Rover c’est de la grosse cylindrée

Difficile d’éviter Rover, alias Timothée Régnier… cet été.  Il essaime tout ou presque tous les festivals de de l’année avec comme point d’orgue un concert en fin d’année salle Pleyel à Paris.

Les programmateurs se sont écharpés pour l’avoir sur leur affiche. Il fallait au moins ça car qui ne l’a pas vu ou entendu doit fissa se rendre dans la salle la plus proche de sa tournée histoire de se rattraper et ne pas passer à côté de ce phénomène musical.

La présence sur scène est d’abord physique. On ne peut s’empêcher d’y penser car le bonhomme est imposant ! Une espèce de Depardieu… du temps des Valseuses !
La comparaison s’arrête là car Rover c’est du lourd sur le plan musical, c’est une grosse cylindrée. New York, Beyrouth, Berlin sont autant de destinations ou il grandit, vécu, joué de la musique… Et cela laisse des traces. Bowie, Lennon… il convoque du beau monde dans ses ballades musicales.

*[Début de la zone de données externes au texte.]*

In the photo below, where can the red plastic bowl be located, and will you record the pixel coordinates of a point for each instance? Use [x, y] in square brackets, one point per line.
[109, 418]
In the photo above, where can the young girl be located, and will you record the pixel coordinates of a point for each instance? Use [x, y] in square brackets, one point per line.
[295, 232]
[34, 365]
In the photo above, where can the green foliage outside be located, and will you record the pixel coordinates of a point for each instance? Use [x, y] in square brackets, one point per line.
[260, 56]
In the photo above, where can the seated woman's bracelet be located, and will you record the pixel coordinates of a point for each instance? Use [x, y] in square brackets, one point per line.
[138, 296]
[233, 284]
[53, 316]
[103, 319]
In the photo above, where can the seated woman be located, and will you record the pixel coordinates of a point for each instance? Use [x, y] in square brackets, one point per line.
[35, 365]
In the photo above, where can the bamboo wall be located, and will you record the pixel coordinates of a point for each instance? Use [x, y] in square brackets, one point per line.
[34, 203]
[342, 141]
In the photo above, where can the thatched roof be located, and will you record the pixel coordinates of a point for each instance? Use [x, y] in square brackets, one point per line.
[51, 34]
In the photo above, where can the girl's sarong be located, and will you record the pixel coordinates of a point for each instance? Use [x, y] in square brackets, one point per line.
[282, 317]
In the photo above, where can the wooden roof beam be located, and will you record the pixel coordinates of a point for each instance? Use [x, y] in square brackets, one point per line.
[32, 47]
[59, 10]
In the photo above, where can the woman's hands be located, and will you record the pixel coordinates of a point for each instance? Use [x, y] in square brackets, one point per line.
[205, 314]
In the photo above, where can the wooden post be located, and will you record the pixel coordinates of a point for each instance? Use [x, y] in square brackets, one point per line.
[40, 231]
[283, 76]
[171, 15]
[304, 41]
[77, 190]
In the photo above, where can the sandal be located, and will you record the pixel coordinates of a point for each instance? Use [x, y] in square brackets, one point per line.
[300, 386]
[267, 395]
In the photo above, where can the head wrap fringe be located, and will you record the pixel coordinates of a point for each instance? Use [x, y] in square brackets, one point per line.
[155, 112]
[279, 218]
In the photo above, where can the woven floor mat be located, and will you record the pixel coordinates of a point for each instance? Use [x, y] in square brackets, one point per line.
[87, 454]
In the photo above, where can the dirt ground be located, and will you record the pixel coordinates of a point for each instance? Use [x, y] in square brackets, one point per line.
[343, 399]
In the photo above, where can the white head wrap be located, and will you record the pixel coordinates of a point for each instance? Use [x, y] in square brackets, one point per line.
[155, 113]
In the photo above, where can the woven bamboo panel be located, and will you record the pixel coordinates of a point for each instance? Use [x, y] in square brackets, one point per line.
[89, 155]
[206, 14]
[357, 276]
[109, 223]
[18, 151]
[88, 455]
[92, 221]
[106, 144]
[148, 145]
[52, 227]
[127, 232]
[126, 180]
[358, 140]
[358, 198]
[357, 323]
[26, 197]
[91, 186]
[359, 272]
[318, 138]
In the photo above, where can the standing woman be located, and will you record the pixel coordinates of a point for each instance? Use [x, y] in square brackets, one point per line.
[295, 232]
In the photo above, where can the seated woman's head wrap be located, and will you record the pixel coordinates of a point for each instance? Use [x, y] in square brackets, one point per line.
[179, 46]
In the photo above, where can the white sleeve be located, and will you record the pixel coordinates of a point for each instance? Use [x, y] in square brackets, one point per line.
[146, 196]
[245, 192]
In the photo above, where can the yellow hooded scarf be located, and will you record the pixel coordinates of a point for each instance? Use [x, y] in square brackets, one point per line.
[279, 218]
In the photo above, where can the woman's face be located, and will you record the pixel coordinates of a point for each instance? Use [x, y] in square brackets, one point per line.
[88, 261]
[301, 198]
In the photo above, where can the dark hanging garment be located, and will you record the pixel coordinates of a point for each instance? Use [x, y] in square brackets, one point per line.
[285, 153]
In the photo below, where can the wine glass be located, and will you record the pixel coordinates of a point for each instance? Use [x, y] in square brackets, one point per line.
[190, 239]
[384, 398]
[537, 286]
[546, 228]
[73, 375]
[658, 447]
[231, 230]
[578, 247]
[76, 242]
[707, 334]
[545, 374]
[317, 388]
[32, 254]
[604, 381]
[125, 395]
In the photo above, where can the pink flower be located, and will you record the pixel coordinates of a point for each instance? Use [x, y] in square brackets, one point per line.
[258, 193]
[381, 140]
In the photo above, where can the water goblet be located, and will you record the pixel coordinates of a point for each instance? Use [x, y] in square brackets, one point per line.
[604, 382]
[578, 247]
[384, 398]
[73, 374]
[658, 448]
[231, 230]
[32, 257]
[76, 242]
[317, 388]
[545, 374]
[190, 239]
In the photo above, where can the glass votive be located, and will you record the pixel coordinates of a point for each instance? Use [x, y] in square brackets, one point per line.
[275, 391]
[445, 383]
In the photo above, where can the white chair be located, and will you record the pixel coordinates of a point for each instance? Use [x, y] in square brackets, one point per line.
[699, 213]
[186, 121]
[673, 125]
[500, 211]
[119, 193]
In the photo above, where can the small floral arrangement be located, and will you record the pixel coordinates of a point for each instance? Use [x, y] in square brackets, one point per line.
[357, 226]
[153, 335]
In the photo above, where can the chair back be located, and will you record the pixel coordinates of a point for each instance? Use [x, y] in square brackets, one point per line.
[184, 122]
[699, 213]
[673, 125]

Artiste touche à tout, Timothée Régnier fait feu de tout bois. Il a fait partie de plusieurs formations musicales. Il a enregistré ses premiers titres en octobre 2011 ou il s’est occupé de tous les instruments et de la voix (aussi bien aiguë que grave). Son premier album, éponyme, est sorti en 2012. Ses premiers festivals notamment Art Rock de St Brieuc, Festi’Val de Marne et d’autres le lancent sur la piste d’une solide carrière en devenir.

Sur la scène de la Grenouille du Pont du Rock il a fait une belle prestation. Conquis ceux qui le suivent depuis le début et séduit ceux qui le découvraient. Son dernier album Let it Glow est donc celui de la maturité.